Most efficient options
This is why administrators should use the most efficient or up-to-date Raid protection algorithms or erasure codes to optimise storage utilisation. Similarly, when using hypervisors, IT leaders and hypervisor administrators need to check periodically that they are using the most efficient storage options.
Additionally, they must review and analyse software-defined storage (SDS) products at the time of purchase before they can be used to replace the system’s inbuilt storage services.
In fact, it is not recommended that storage utilisation should be 100%, because that would leave no space for expansion.

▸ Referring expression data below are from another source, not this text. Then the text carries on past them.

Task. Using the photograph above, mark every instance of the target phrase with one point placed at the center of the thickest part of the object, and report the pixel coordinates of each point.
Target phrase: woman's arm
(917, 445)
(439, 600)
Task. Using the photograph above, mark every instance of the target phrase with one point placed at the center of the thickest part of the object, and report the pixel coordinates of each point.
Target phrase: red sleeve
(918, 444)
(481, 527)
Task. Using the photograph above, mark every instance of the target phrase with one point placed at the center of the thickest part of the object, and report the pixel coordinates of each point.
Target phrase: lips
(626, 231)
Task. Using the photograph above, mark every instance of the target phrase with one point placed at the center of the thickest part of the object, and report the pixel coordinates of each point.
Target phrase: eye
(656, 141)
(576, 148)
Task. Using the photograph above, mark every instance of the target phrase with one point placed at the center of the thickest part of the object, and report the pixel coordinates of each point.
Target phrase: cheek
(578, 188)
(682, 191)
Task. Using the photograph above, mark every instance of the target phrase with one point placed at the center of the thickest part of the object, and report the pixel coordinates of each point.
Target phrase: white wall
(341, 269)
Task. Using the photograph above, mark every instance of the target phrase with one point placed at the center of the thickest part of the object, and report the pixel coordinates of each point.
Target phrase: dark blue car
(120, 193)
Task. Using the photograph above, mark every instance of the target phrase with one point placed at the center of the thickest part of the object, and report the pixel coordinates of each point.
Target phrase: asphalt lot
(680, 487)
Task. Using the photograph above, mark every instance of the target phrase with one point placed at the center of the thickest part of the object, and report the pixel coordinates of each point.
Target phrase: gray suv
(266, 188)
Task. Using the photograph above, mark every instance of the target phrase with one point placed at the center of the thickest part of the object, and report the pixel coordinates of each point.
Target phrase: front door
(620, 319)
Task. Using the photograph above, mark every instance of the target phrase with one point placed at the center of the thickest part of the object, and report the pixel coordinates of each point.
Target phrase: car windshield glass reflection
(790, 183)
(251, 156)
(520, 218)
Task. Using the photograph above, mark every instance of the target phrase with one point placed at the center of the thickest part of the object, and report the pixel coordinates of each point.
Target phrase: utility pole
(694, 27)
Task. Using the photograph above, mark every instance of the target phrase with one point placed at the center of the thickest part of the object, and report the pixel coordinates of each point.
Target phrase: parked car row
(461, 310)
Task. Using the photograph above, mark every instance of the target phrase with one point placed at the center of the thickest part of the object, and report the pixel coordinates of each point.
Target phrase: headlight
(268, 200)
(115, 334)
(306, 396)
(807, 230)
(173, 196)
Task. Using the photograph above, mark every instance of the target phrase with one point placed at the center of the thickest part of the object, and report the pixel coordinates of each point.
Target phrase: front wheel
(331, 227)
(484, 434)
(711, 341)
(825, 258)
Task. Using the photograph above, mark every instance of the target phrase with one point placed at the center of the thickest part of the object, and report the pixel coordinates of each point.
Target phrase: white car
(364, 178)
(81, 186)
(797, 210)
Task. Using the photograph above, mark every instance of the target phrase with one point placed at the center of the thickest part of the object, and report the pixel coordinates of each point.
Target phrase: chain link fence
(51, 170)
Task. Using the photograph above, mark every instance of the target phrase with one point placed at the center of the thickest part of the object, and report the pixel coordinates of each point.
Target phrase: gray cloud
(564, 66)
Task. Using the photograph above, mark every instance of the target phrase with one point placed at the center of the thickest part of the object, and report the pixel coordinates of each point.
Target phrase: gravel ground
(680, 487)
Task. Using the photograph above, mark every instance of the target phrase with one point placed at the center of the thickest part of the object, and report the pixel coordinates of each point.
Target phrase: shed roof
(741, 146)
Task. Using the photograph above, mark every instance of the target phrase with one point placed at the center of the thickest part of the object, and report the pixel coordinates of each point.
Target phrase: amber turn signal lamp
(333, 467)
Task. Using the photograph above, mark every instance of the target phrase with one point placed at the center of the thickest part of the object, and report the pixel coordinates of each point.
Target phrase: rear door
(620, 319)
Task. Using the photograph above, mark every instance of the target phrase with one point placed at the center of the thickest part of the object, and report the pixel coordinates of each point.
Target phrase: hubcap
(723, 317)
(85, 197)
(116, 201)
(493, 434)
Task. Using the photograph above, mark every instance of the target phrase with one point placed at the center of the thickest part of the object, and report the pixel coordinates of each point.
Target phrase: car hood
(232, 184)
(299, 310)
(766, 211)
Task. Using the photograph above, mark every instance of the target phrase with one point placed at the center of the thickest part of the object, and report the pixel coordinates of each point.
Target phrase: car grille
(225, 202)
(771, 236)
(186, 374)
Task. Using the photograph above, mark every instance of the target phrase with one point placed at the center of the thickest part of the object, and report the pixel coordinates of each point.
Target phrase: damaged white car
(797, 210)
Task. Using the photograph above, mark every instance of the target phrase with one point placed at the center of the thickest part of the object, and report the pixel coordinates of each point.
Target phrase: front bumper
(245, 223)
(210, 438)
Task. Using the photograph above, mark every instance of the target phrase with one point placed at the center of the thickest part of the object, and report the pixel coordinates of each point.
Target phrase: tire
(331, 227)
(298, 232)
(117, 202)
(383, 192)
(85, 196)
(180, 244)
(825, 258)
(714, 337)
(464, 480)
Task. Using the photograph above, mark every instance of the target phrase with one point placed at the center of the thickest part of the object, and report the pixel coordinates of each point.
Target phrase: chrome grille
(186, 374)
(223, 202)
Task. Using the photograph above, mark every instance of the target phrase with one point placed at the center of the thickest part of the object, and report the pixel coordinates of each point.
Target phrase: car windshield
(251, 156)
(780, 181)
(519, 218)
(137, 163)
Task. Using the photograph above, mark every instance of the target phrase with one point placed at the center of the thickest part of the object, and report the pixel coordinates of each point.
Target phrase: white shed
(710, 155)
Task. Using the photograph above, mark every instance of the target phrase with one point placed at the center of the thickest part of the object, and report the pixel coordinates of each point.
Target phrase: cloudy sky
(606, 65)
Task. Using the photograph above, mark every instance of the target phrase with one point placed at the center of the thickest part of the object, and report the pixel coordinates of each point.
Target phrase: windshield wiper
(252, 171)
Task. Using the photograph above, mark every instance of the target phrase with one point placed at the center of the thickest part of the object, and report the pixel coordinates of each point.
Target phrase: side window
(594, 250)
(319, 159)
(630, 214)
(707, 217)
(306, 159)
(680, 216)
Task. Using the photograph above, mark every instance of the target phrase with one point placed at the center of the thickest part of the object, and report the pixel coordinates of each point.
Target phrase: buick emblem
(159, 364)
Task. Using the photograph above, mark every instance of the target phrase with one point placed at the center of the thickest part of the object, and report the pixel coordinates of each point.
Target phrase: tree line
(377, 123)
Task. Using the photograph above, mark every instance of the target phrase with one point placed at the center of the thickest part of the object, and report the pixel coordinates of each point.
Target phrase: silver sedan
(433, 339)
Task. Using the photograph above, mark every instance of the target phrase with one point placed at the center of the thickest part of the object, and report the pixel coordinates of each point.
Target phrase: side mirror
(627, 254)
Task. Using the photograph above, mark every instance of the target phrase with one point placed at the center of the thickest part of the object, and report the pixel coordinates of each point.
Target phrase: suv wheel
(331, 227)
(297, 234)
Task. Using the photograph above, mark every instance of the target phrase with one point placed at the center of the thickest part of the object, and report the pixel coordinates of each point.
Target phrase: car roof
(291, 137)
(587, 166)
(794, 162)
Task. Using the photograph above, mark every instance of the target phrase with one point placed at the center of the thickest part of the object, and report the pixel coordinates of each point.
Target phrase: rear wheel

However, there is no reason why storage utilisation should be as low as 56%. Instead, IT leaders are recommended to aim for a storage utilisation rate of about 80%, which has been a best-practice target for decades.
This 80% utilisation rate allows the 20% of free storage space to be used for peaks in demand and short-term growth.
However, any calculation on storage utilisation is compounded by the growth in unstructured data used in analytics, and by the amount of internal storage used with hyper-converged infrastructure (HCI) and/or integrated systems, which now comprise an increasingly large proportion of storage within datacentres.
IT leaders must therefore prioritise these systems for monitoring and reporting on storage utilisation, because there may be no established best practices or storage management processes. This is especially important in large HCI and data analytics infrastructures, measuring from hundreds of terabytes to petabytes.
This article is based on an excerpt from the Gartner report “Storage utilisation is decreasing, stop wasting money” by Valdis Filks and Santhosh Rao.